Meditation is a process of coming back home. Anything that brings you more near to yourself is meditation. Swami Brahmdev
To walk meditatively here to the evening (6 p.m.) meditation is to arrive in the perfect state, filled with gladness and gratitude. I sit with one eye on the portraits and another on the open door facing the sunset. My whole being says thank you to the divine for creating such beauty and for giving me the opportunity and ability to experience it. After some meditation time, Swamiji begins to chant, deeply, resonantly; and I feel I am hearing the voice of the divine, rolling around the circular marble chamber. I look outside and see a perfect crescent moon, a glowing disc hanging in the azure sky above the darkened trees.
After Swamiji finishes chanting, people begin to drift out of the meditation hall and into the deepening twilight. The gong is sounded and it’s dinner time. The end of a long lovely day. Dinner is eaten in tranquility and afterwards people relax for a short time together, and then drift towards their rooms. By 8 p.m. the ashram is quiet. I love this time alone in my room to read and write … and log onto the internet or sometimes make phone calls. It is morning in Canada, and a good time to connect with people. But, in truth, I do not feel like socializing at this time. I prefer to go up on the roof and commune with the stars, which are very visible as the ashram is located in the countryside.

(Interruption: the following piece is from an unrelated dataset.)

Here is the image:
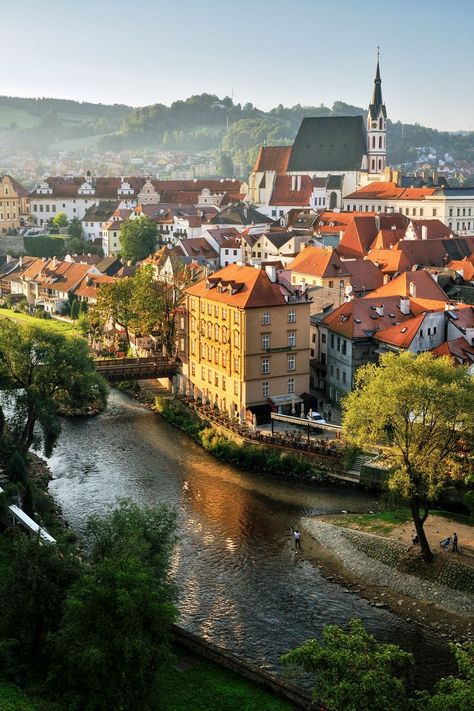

Silence is one of the symptoms of psychic awakening. Only in silence can you understand life and know what to do, what to say, what to eat, where to go. Swami Brahmdev
By the end of the day at Aurovalley Ashram, I feel like I have dropped deeply within myself, where I am in tune with my own inner rhythm. And that is really what being at Aurovalley is all about for me: reconnecting with myself, especially the part of me that is endless, timeless, divine.